Gegenüber gewissen Tendenzen zur Verkünstlichung und Literarisierung im traditionellen Haiku der Edo-Zeit stellte Shiki, der als bedeutender Erneuerer der Gattung gilt, die Forderung des shasei auf (“die Dinge so beschreiben, wie sie sind”). Statt konstruierter, anspielungsreicher Gedichte verlangte und schuf er solche, die in schlichter Weise authentische, erlebte Momente der Begegnung mit Wirklichkeit zum Ausdruck bringen. Das geht so weit, dass, wie seine Biographin und englische Übersetzerin Janine Beichman schreibt, “some [of his haiku], in fact, are so simple and bare that in translation they are difficult to differentiate from the most banal prose”.
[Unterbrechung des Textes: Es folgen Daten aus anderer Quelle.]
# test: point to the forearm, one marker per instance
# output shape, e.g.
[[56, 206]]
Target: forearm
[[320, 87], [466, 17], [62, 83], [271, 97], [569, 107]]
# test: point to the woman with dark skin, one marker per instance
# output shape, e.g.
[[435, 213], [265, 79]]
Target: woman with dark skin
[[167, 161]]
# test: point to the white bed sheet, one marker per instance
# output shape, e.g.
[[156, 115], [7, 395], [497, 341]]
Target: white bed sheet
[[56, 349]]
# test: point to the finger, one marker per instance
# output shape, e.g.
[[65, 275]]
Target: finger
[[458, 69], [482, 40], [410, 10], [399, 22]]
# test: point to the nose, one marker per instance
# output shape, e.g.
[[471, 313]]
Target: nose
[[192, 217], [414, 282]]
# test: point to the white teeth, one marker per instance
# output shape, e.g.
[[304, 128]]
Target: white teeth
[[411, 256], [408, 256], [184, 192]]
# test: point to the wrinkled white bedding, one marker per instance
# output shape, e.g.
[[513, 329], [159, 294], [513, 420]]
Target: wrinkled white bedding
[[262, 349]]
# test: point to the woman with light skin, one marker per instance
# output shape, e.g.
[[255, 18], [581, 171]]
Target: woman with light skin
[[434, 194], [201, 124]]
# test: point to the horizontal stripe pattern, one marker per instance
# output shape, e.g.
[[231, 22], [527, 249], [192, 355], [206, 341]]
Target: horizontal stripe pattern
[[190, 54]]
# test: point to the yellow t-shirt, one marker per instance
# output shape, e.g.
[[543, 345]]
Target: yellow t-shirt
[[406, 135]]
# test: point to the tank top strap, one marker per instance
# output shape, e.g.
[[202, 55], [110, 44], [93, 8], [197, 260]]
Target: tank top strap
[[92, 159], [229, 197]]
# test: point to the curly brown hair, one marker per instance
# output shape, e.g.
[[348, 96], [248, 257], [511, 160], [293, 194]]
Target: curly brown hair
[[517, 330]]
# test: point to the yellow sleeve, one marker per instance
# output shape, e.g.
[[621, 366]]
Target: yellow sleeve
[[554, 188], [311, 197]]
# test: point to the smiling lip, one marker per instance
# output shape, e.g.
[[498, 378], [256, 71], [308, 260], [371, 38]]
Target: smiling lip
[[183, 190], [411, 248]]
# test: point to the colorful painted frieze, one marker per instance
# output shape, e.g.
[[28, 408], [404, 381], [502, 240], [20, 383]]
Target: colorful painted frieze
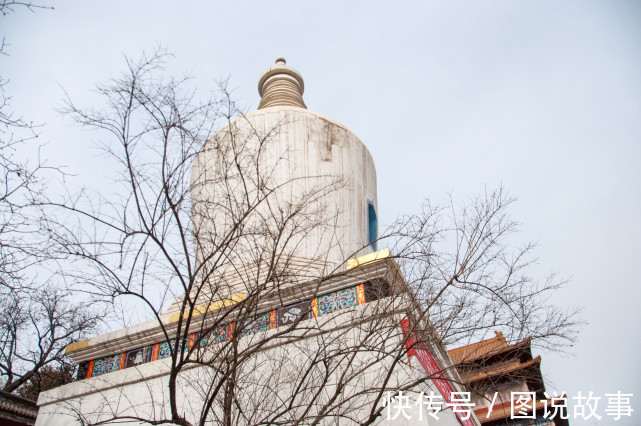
[[337, 300]]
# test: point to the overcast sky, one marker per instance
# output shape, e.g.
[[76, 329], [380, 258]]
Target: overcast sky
[[543, 97]]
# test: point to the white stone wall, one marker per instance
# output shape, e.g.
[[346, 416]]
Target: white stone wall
[[308, 160], [264, 380]]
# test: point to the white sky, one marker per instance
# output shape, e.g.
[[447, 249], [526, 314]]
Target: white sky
[[543, 96]]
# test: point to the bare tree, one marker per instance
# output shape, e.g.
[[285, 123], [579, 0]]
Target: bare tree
[[201, 235], [37, 315]]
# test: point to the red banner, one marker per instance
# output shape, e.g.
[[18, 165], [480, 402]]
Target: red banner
[[427, 361]]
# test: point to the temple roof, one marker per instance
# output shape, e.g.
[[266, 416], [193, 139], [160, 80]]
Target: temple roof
[[484, 349]]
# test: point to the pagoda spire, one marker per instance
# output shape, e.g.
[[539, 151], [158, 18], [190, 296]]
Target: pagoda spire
[[281, 85]]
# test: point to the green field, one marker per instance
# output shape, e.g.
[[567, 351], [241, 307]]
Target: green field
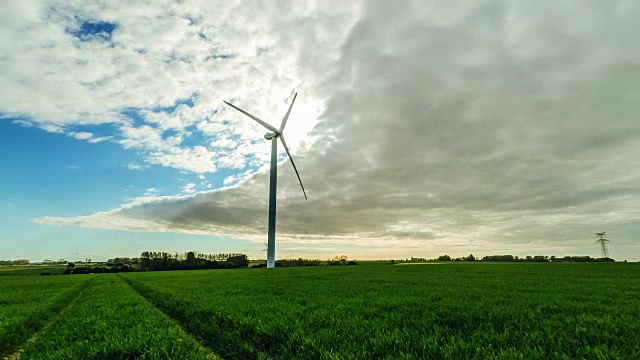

Die Übersetzungen stammen von Gerolf Coudenhove (GC), Thomas Hemstege (TH), Dietrich Krusche (DK) und Jan Ulenbrook (JU).
Gegen vier Uhr nachts
Krähen, um fünf Uhr Spatzen,
dann wird es schon hell.
(TH)
Kurze Sommernacht –
Meine Lampe brennt ja noch –
Horch – schon schlägt es vier.
(GC)
Die Kakiblüten
sind abgefallen – oben
auf die Lehmmauer.
(TH)
Im Dunkel der Nacht
verbreiten sie ihren Duft,
die Lotusblüten.
(TH)
Tropfen für Tropfen
weht der Wind Regen herein –
der Bambusvorhang.
(TH)
Sommerregenguss –
und den Karpfen klopfen die
Tropfen auf den Kopf.
(GC)
Der Sturm des Sommers
fegt alle Papiere fort
von meinem Schreibtisch.
(TH)
Vom Haus des Fischers
Gestank von trocknen Fischen
bei dieser Hitze.
(JU)
Der grosse Buddha
ist kühl bis ans Herz
in der Hitze.
(DK)
Sommerfluss.
Da ist eine Brücke, doch
das Pferd geht durchs Wasser.
(DK)
Die Pferdebremse
geht mir vom Strohhut nicht weg
bei dieser Hitze.
(JU)
Das Wetter zieht ab:
der Baum im Rot des Abends
und Grillenzirpen.
(JU)
Der Berg wird ganz still,
nachdem die Schlange entfloh.
Lilienblüten.
(TH)
Die Parkanlage.
Einsam sucht dort Erfrischung
ein reisender Mann.
(TH)
Vom Krankenlager
geht der Blick in den Garten
zur Päonie.
(TH)
Meine Lebenszeit,
ach, wie lange währt sie noch?
Ja, die Nacht ist kurz…
(GC)
Auf roten Nelken
der weisse Schmetterling –
von wem die Seele?
(JU)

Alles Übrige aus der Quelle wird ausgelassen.